47,035 characters, one guy who doesn't read the language
Andy had almost the opposite problem: he picked up an Asus Eee PC at a good price -- but it was localized for "Chinese, which I don't read. Linux and OpenOffice.org and Firefox as well as everything else are in Chinese. Any help on how to load an English version of the software onto this machine?"
Proopnarine provided a link to an Eee users' HOWTO on the subject, but he and user Lin agreed that the simplest and best solution was to install another Linux distro from scratch, using a USB-attached hard disk or CD-ROM. Sid Jackson supplied a step-by-step guide to that process, which requires knowing how to get access to the Eee's boot menu.
If it's Saturday, these must be unanswered questions
Fresh from his Eee-saving wisdom, Sid Jackson needs help connecting his Linux PPTP VPN client to a Microsoft VPN server. Got the answer?

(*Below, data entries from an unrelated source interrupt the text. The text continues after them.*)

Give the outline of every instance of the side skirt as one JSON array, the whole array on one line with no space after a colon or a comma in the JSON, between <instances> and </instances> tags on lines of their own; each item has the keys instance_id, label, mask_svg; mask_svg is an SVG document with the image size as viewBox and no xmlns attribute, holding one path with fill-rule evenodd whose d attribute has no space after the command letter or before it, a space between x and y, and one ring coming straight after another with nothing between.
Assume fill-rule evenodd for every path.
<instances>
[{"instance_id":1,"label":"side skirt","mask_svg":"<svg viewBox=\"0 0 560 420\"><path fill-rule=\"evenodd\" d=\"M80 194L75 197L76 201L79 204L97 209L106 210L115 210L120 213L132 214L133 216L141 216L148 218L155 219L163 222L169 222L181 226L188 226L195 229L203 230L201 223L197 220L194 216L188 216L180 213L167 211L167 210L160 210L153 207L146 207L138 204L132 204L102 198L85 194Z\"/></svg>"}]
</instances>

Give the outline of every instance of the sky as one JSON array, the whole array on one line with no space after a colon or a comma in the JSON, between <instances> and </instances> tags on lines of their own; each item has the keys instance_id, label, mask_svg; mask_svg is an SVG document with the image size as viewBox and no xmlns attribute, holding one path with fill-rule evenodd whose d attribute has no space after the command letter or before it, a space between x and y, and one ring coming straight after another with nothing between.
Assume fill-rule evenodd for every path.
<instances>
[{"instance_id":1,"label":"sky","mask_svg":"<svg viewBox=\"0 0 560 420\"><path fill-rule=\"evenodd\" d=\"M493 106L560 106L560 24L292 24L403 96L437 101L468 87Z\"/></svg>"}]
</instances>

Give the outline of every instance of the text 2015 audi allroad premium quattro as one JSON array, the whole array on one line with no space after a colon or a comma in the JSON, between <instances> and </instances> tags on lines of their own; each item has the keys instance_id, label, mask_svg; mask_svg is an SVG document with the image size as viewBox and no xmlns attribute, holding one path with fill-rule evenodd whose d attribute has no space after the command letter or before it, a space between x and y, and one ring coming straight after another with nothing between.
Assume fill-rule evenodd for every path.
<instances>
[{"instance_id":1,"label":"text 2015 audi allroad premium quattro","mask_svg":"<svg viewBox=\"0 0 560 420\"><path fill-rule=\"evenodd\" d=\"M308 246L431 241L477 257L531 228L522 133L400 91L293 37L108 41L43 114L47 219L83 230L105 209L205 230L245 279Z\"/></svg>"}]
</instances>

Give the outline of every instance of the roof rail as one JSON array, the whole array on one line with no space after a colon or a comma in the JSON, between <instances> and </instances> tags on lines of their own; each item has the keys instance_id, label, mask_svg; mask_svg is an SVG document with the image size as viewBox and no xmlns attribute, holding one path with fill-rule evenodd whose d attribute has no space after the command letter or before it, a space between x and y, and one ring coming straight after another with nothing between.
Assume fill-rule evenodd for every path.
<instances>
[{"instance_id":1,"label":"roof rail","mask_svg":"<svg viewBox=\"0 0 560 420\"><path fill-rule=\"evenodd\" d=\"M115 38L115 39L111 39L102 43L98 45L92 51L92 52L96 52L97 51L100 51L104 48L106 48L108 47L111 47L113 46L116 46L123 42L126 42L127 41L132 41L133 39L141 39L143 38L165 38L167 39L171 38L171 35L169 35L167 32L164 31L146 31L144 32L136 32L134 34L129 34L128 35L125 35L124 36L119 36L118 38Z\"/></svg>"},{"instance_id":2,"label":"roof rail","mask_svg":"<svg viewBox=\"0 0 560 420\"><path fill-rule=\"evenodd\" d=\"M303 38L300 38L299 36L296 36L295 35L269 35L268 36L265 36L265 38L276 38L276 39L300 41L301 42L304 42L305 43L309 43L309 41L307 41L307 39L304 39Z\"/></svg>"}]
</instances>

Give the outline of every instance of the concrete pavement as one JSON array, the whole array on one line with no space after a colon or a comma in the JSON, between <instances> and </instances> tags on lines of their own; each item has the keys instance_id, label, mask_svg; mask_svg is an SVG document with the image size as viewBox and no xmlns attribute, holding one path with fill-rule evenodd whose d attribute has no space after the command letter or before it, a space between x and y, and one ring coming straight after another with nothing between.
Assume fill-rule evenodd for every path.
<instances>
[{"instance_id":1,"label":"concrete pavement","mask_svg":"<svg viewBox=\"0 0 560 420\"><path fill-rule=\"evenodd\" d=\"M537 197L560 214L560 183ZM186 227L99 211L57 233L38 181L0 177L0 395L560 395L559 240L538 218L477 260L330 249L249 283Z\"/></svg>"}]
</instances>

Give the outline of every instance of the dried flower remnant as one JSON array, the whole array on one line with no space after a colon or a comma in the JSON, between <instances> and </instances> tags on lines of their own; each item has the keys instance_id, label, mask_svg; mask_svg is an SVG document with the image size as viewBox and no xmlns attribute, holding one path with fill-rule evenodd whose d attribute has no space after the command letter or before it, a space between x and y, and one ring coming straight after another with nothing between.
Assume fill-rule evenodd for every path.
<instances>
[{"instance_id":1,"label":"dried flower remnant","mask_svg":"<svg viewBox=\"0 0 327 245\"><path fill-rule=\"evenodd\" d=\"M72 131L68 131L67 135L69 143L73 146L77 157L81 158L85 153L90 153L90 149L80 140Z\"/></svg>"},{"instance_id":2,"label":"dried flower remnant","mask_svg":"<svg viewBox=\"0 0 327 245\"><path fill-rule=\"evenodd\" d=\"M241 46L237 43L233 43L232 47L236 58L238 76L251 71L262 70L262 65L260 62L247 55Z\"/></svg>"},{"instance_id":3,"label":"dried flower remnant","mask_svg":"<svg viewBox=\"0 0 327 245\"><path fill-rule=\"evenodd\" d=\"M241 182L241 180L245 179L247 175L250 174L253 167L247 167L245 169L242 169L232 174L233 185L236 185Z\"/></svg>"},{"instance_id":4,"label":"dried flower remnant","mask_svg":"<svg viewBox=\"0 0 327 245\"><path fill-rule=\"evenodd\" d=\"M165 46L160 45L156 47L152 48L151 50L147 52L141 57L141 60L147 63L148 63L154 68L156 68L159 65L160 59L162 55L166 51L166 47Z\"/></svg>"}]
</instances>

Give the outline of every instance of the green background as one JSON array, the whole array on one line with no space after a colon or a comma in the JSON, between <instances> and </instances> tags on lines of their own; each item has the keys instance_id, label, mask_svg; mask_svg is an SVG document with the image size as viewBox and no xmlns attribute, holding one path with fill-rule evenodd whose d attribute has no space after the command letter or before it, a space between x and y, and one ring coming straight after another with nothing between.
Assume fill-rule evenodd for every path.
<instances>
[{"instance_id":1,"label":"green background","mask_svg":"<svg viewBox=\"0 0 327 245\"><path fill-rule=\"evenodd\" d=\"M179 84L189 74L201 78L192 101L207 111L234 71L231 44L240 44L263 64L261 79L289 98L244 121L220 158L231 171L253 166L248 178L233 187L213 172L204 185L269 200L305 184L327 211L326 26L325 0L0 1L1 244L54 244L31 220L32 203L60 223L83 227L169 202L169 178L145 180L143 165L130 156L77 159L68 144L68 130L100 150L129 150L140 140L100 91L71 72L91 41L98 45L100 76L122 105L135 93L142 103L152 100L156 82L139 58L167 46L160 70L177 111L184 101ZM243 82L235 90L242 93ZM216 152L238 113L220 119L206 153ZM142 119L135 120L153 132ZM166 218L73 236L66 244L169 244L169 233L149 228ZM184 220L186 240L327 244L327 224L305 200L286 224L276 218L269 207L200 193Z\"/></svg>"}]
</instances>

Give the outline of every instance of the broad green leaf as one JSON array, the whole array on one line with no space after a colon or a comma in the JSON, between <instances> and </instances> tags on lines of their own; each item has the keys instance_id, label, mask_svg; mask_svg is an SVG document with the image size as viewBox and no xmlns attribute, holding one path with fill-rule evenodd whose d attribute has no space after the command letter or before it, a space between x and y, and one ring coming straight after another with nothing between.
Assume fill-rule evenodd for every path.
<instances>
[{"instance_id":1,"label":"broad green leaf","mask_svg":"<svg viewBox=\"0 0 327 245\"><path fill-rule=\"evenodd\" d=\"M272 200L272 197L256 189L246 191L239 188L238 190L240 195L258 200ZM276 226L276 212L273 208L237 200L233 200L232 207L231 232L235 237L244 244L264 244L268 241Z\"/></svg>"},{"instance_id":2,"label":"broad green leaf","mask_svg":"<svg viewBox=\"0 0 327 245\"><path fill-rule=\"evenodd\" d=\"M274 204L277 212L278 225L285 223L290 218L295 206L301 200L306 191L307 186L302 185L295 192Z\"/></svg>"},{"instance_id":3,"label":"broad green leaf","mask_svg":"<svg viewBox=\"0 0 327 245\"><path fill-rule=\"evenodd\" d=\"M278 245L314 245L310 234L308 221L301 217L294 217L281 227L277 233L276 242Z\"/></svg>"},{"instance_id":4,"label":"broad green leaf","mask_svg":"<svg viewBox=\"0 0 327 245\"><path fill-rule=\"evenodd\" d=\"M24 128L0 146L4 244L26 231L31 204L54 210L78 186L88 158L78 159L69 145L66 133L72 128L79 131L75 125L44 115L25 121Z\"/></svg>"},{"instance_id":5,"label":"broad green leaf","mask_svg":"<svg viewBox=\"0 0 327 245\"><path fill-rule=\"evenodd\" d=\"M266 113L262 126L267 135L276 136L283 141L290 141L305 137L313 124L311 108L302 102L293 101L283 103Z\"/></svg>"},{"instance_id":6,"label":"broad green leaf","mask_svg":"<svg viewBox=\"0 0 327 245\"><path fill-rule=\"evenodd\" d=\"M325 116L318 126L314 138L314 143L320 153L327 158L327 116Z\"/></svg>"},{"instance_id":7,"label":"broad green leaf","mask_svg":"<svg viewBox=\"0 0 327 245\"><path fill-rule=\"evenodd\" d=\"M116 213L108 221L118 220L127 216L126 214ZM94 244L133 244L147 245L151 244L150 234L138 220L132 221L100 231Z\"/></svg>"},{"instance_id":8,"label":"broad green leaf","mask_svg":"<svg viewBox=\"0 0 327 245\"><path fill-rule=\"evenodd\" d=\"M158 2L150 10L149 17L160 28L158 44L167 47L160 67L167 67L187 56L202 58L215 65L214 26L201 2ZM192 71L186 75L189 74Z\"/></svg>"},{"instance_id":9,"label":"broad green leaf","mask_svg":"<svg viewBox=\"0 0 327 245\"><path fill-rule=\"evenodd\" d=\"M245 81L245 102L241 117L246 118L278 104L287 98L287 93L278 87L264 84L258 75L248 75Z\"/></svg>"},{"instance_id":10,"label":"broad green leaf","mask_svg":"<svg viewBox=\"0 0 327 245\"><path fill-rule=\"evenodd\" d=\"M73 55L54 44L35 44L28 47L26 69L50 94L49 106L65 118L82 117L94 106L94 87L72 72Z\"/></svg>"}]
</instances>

No? Then maybe you can help Raj. He's writing a custom boot-time application that needs to call xmessage when there's an error. It works fine when run manually, but not when run at startup. Know why?
Speaking of execution, smlefo needs some definitive info on how shell scripts get parsed. Most start with the "hash bang" line that dictates what program should execute the script, like #!/bin/bash. But exactly what's legal there and what isn't remains a mystery. Can you solve it?
Finally, don't be depressed if you lack the encyclopedic knowledge to answer the aforementioned programming problems. You can still feel good about yourself by giving some advice to sonicblaze about his search for an audio loopback tool. He needs to tap audio output from one application and pipe it back out to be captured by another. And if that isn't enough, he needs to do it on a virtual machine. Quick, share your answer now, before he adds yet another wrinkle.
That's all for this week. Remember to post your answers to all of these questions by visiting the linked thread -- not by leaving a comment on this story. And it never hurts to take another look at the forum guidelines before you write.